= Harlem Artists Guild =

Organization for African-American artists

The Harlem Artists Guild (1935–1941) was an African-American organization founded by artists including Augusta Savage, Charles Alston, Elba Lightfoot, Louise E. Jefferson and historian Arthur Schomburg. Its goals included, encouraging young talent, providing a forum for the discussion of the visual arts in the community, fostering understanding between artists and the public through education towards an appreciation of art, focusing on issues of general concern to Black artists such as racism, poverty and unemployment, and cooperating with agencies to improve conditions and raise standards of living and achievement among African-American artists. It is said to have had its origins in the dissatisfaction of African-American artists with the activities of the Harmon Foundation, and was described by co-founder Alston as "a pressure group to get more black artists on the federal projects." The Guild laid the foundation for later civil rights-era cultural movements by promoting self-representation and group activism in addition to fostering creative growth.

==History==
Formed in early 1935 by artists including Augusta Savage, Charles Alston and Elba Lightfoot, the Harlem Artists Guild (HAG) had headquarters on 136th Street, New York. HAG strategies included pressurizing the Federal Arts Project of the Works Progress Administration to accept more African-American participants. Racial exclusion and the necessity for a structured support network for Black artists during the Great Depression led to the founding of the Guild. The constitution on the Guild stated in part: "We, the artists of Harlem, being aware of the need to act collectively in the solution of the cultural, economic, social and professional problems that confront us, do hereby constitute ourselves an organization that shall be known as the Harlem Artists Guild." Members included Romare Bearden, Gwendolyn Bennett, Aaron Douglas, Norman Lewis, and some others; by 1937 the membership had grown to about 90 and the Guild was putting on exhibitions that included Jacob Lawrence.

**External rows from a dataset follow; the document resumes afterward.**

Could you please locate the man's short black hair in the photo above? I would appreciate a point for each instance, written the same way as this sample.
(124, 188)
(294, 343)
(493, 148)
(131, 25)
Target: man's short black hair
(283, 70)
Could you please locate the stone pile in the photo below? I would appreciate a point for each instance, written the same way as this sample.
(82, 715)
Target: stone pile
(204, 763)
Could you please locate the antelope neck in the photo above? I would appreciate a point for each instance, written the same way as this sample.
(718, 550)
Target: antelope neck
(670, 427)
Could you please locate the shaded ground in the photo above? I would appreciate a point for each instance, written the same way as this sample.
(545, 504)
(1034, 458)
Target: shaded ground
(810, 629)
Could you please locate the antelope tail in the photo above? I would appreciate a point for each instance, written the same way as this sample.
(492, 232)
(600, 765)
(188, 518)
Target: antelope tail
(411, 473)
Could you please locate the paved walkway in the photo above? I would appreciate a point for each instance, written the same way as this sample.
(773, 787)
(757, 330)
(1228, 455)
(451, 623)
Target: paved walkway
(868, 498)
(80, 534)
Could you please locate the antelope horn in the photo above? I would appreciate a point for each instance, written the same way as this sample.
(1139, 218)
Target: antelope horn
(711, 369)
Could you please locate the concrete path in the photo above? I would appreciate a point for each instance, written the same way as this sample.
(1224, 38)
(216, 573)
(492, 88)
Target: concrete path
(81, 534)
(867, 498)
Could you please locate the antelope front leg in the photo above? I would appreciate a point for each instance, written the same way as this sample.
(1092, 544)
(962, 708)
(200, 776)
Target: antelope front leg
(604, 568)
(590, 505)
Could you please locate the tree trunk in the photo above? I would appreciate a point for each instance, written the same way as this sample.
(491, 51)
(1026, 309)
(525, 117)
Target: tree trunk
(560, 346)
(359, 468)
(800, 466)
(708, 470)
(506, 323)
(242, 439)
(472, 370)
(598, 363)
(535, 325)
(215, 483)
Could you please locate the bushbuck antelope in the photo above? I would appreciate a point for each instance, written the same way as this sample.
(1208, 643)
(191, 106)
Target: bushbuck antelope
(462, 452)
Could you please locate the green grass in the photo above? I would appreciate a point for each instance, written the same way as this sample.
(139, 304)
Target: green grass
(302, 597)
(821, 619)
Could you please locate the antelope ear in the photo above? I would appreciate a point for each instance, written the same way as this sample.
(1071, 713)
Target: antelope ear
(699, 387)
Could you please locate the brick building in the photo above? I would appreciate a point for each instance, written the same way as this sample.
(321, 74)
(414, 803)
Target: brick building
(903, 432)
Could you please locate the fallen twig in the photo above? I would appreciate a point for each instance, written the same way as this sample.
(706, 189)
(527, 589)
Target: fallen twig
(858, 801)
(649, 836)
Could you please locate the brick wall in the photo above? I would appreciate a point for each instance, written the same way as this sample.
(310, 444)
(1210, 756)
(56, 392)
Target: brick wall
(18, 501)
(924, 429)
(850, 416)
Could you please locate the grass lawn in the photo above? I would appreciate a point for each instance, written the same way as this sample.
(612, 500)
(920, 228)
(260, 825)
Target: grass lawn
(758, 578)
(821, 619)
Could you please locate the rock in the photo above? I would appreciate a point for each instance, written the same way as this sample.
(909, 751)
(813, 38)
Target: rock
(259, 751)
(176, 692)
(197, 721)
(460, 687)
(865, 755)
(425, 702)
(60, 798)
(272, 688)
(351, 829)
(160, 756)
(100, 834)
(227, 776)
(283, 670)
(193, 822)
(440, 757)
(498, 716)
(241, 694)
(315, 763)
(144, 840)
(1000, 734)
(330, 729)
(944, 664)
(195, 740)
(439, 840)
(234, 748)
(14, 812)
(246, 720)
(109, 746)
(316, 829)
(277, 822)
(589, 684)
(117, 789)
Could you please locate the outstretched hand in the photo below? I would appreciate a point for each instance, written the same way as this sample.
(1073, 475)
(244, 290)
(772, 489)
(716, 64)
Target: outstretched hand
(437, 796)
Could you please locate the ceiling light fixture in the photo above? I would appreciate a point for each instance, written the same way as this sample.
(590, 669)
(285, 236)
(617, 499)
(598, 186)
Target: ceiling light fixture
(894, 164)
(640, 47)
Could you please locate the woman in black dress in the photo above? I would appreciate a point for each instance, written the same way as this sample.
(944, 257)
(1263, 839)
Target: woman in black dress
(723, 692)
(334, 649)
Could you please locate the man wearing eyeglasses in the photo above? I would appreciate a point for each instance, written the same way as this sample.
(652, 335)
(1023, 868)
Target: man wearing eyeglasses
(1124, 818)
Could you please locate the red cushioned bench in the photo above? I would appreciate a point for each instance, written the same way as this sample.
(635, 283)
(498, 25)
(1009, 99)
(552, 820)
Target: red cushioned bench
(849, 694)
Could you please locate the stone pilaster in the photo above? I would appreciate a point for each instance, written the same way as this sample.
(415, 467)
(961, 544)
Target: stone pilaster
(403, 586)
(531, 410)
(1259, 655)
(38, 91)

From discussions among HAG artists about the necessity for, and ways to bring about, the establishment of a permanent art center for Harlem came the idea for the Harlem Community Art Center, which opened at the end of 1937, and of which Gwendolyn Bennett was Director from 1938 to 1941. The Harlem Artists Guild began holding its meetings at the center and held shows by members. The center provided free education in painting, drawing, sculpting, and design, and evolved into a venue for artistic training, community development, and cultural preservation.